# Mini Lights Out

There are several variants of Merlin's Magic Square puzzle. It is called "Mini Lights Out" to distinguish it from the 5×5 puzzle, which we'll present elsewhere. The one below is played on a 4×4 board wrapped on a torus. That is, the uppermost and lowermost rows are considered neighbors and likewise the leftmost and rightmost columns are considered neighbors. The task is to switch all the buttons off. Each button is embedded into a neighborhood of five buttons according to the 4-connectedness rules. A button's neighborhood includes the button itself and its vertical and horizontal neighbors. All neighborhoods on the torus consist of five buttons. When a button is pressed, all the buttons in its neighborhood are affected and change their states.

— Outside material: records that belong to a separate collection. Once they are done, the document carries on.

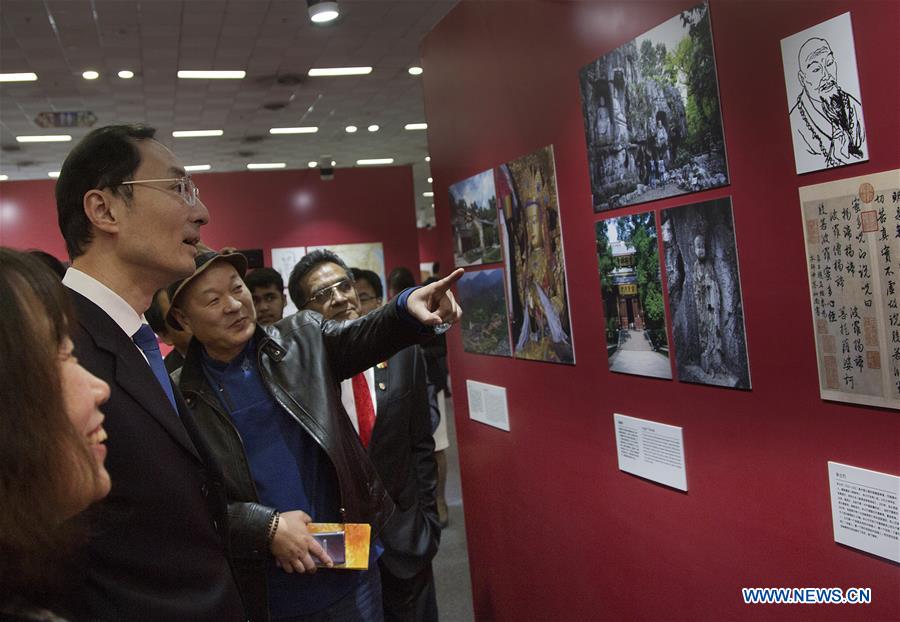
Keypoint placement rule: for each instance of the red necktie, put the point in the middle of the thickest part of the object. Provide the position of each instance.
(365, 410)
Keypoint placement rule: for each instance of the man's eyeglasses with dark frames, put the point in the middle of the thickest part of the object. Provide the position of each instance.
(326, 294)
(184, 186)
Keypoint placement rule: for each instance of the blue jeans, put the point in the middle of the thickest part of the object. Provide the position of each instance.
(361, 605)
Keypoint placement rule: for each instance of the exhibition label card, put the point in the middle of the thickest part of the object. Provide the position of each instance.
(651, 450)
(865, 510)
(487, 404)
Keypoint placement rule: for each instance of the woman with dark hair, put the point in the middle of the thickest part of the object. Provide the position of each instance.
(51, 437)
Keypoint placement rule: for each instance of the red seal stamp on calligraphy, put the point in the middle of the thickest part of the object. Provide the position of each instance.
(869, 221)
(873, 359)
(866, 192)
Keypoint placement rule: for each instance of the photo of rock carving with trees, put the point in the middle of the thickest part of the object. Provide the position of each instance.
(704, 289)
(651, 115)
(473, 214)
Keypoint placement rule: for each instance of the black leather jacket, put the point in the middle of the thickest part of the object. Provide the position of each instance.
(301, 360)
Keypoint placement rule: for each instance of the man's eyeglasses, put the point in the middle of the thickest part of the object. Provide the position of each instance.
(184, 186)
(326, 294)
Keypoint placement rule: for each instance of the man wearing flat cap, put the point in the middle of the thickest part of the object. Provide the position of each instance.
(268, 403)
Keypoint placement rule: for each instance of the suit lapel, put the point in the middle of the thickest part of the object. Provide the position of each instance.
(132, 373)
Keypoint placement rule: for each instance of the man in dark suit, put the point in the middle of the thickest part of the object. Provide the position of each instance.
(395, 428)
(130, 216)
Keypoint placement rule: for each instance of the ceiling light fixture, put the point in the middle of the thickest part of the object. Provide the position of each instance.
(49, 138)
(294, 130)
(196, 133)
(375, 161)
(322, 11)
(211, 75)
(18, 77)
(339, 71)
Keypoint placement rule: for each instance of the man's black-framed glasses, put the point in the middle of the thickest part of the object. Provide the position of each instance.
(184, 186)
(326, 294)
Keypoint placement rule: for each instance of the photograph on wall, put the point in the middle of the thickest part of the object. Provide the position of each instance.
(535, 263)
(852, 233)
(651, 115)
(704, 289)
(484, 325)
(284, 260)
(473, 214)
(823, 94)
(367, 256)
(630, 282)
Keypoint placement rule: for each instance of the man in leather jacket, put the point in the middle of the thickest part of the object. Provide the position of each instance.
(267, 402)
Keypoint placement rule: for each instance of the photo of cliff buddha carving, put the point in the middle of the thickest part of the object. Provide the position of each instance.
(535, 263)
(651, 115)
(704, 289)
(824, 101)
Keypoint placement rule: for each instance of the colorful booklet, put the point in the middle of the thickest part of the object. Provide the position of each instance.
(346, 543)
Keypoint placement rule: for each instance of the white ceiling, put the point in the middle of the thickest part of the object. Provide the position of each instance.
(272, 40)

 What if applet does not run?

The Theory

As in Merlin's Magic Square, we use linear algebra to represent the problem. Given an ordering of the buttons, a configuration of buttons is associated with a 16-vector v = (v1 v2 ... v16)T, where vi = 1 if the ith button is lit and vi = 0, otherwise. 16-vectors are also used to describe a strategy, or a sequence of button presses. s = (s1 s2 ... s16)T, where si = 1 if the ith button is pressed and si = 0, otherwise. Clearly it is never needed to press the same button twice as two button presses cancel each other's effects. The ordering of the presses is also inessential.

Applying a strategy s to an originally unlit board is equivalent to multiplying a certain 16×16 matrix A by s. The vector As shows the resulting configuration. Also, due to the binary nature of the setup, the strategy for turning off a given set of lights is identical to the strategy for turning those same lights on from an unlit board. Therefore, given an initial configuration v, our goal is to find a strategy vector s so that As = v (mod 2).

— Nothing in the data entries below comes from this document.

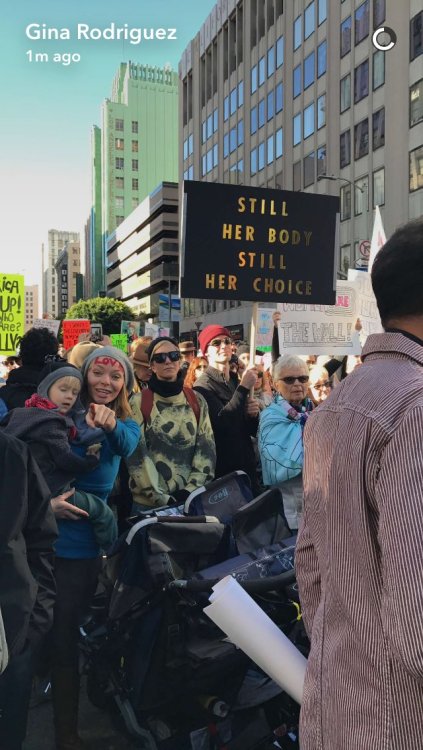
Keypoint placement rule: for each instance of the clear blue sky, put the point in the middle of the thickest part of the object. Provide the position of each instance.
(48, 109)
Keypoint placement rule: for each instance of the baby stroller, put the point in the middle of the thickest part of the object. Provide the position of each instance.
(151, 651)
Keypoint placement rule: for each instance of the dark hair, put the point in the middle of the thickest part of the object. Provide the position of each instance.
(397, 274)
(36, 344)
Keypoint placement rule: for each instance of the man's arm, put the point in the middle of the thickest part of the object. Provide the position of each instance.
(399, 494)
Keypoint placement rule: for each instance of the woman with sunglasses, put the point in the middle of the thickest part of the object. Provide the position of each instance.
(176, 452)
(280, 435)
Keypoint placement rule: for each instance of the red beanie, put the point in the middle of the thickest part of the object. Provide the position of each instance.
(210, 333)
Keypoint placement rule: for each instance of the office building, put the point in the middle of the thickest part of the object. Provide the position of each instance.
(278, 94)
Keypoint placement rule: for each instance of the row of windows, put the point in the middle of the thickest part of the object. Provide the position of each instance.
(267, 65)
(266, 108)
(309, 21)
(310, 69)
(311, 119)
(361, 138)
(266, 152)
(119, 125)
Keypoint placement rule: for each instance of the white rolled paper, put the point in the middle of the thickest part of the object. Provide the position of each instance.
(249, 628)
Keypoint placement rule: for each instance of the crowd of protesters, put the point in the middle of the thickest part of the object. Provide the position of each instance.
(171, 417)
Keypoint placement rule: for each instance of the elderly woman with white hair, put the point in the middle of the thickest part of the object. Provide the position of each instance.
(280, 437)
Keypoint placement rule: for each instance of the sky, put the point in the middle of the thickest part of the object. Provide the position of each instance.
(48, 108)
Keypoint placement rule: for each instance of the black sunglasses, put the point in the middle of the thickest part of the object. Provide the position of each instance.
(290, 379)
(161, 357)
(219, 342)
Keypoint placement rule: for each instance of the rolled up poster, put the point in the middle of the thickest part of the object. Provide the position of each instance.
(249, 628)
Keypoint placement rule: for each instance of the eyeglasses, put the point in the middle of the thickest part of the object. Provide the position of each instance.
(218, 342)
(290, 379)
(161, 357)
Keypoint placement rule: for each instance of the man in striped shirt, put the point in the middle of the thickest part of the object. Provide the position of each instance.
(360, 550)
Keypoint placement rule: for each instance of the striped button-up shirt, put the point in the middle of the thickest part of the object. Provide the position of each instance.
(359, 556)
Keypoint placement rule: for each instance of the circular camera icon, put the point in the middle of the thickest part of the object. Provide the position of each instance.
(384, 38)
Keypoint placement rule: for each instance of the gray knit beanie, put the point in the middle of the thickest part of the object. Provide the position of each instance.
(113, 353)
(55, 371)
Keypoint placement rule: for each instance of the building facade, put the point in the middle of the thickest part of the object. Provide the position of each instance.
(57, 239)
(31, 305)
(142, 253)
(135, 150)
(281, 94)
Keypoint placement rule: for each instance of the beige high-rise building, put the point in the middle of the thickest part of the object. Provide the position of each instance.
(280, 94)
(31, 305)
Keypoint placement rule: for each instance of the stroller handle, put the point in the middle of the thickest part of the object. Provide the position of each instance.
(255, 586)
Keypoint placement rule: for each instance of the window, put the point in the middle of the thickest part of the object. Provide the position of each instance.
(345, 148)
(270, 149)
(296, 175)
(253, 161)
(270, 61)
(379, 128)
(345, 99)
(262, 70)
(308, 169)
(361, 195)
(321, 58)
(361, 139)
(322, 12)
(321, 160)
(279, 52)
(270, 105)
(309, 120)
(416, 37)
(361, 25)
(416, 169)
(254, 79)
(379, 11)
(261, 113)
(309, 20)
(379, 187)
(279, 97)
(296, 126)
(253, 120)
(296, 80)
(309, 70)
(261, 156)
(345, 202)
(361, 81)
(297, 32)
(321, 111)
(345, 36)
(278, 143)
(416, 103)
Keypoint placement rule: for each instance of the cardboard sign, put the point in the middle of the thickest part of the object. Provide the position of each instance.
(12, 302)
(321, 329)
(72, 329)
(244, 243)
(52, 325)
(120, 341)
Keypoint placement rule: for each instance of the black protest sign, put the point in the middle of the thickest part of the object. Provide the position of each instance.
(256, 244)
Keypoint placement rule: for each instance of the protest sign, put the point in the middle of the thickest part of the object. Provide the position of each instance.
(52, 325)
(321, 329)
(244, 243)
(120, 341)
(72, 329)
(12, 301)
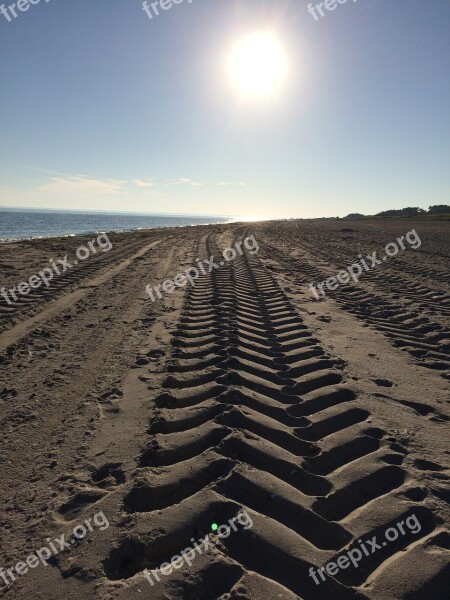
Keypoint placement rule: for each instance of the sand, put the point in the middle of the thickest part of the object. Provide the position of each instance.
(326, 421)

Note that if s has a single 1 with the rest being 0, As has 1s corresponding to the neighborhood of the associated button. (This is actually the definition of the matrix A.) As a matter of fact that can be checked experimentally, if s has 1s in the neighborhood of a button with 0s elsewhere, As has a single 1 corresponding to this button. The algebraic implications of this is that As = v is equivalent to s = Av, or A2 = I, the identity matrix. This also means that the problem has a unique solution (strategy) Av for any starting configuration v.

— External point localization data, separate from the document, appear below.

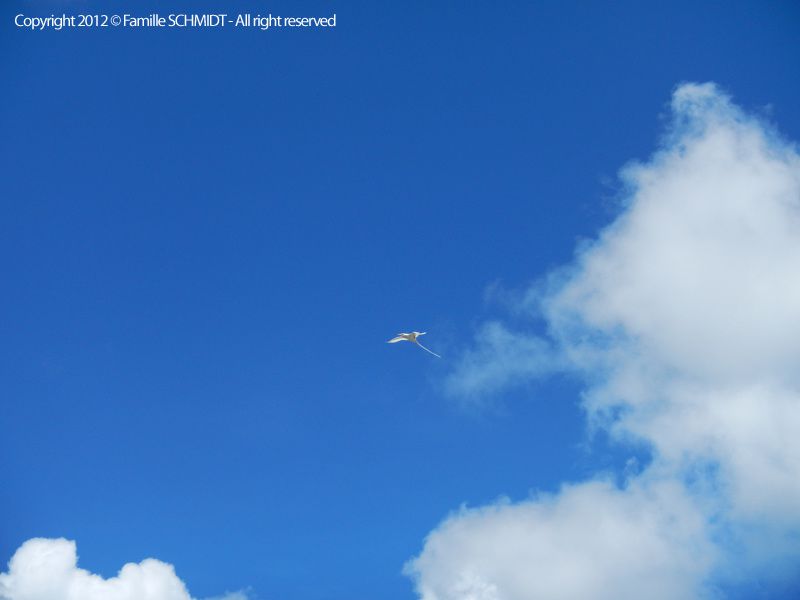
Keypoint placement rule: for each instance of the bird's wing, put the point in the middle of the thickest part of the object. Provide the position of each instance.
(426, 350)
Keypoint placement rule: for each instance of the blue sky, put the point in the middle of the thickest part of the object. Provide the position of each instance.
(209, 235)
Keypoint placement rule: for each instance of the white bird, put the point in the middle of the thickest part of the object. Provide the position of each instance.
(411, 337)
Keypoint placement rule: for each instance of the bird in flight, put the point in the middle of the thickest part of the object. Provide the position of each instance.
(411, 337)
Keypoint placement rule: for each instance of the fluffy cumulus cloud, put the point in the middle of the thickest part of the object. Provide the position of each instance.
(47, 569)
(682, 318)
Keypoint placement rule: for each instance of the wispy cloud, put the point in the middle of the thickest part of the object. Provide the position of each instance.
(682, 317)
(47, 569)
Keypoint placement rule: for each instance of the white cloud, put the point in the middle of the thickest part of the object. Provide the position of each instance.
(47, 569)
(503, 357)
(683, 319)
(590, 541)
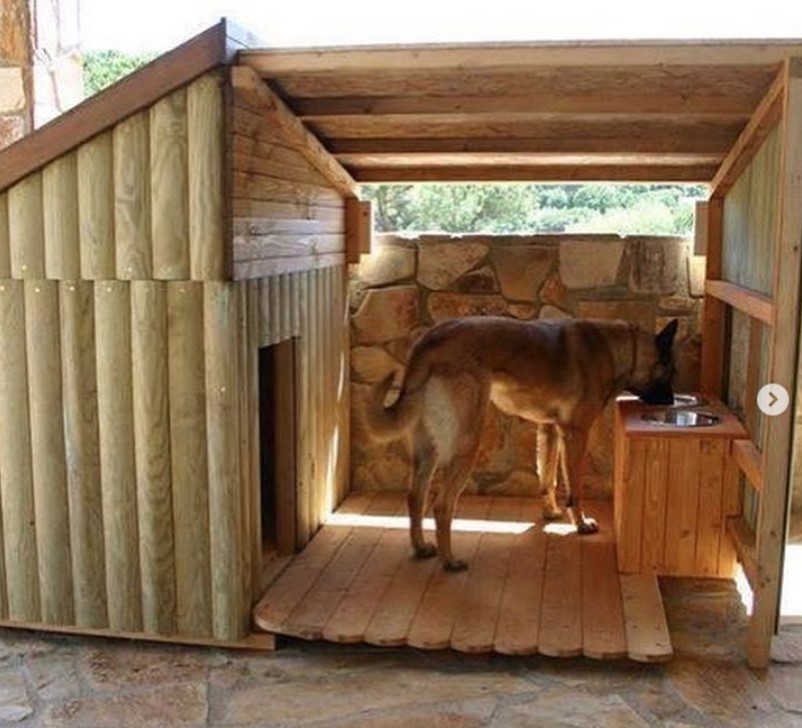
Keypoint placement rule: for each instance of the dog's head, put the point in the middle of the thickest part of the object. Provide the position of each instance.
(653, 369)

We note that because of the specific size of this puzzle, the neighborhoods of two distinct buttons will always intersect in either 0 or 2 buttons. We now give the following

### Definition

1. Two buttons are said to be disjoint if their neighborhoods are disjoint.
2. The count of a button is the number of buttons in its neighborhood that are currently turned on.
3. The parity of a button is the parity of its count.

Suppose a button has a current count of n. Pressing that button will change its count to 5 - n, and thus change its parity. Pressing a disjoint button will not change the original button's count or its parity. Pressing a non-disjoint button will make the original button's count either n + 2, n - 2, or n, depending on whether the buttons common to both neighborhoods were, respectively, originally both off, both on, or one on and one off. Thus the original button's parity will not be changed by pressing a non-disjoint button. This leads to the following

### Theorem 1

The parity of a button is changed if and only if that button is pressed.

Combining Theorem 1 and the fact that every starting configuration is solvable, we get an easily implemented method to solve the Mini Lights Out game. Clearly, at the end of the game each button must have parity 0. By Theorem 1, this parity can only be changed by pressing that button. Thus we merely press those buttons whose parity is one.

### References

1. J. Missigman, R. Weida, An Easy Solution to Mini Lights Out, Mathematics Magazine, Vol. 74, No. 1. (Feb., 2001), pp. 57-59.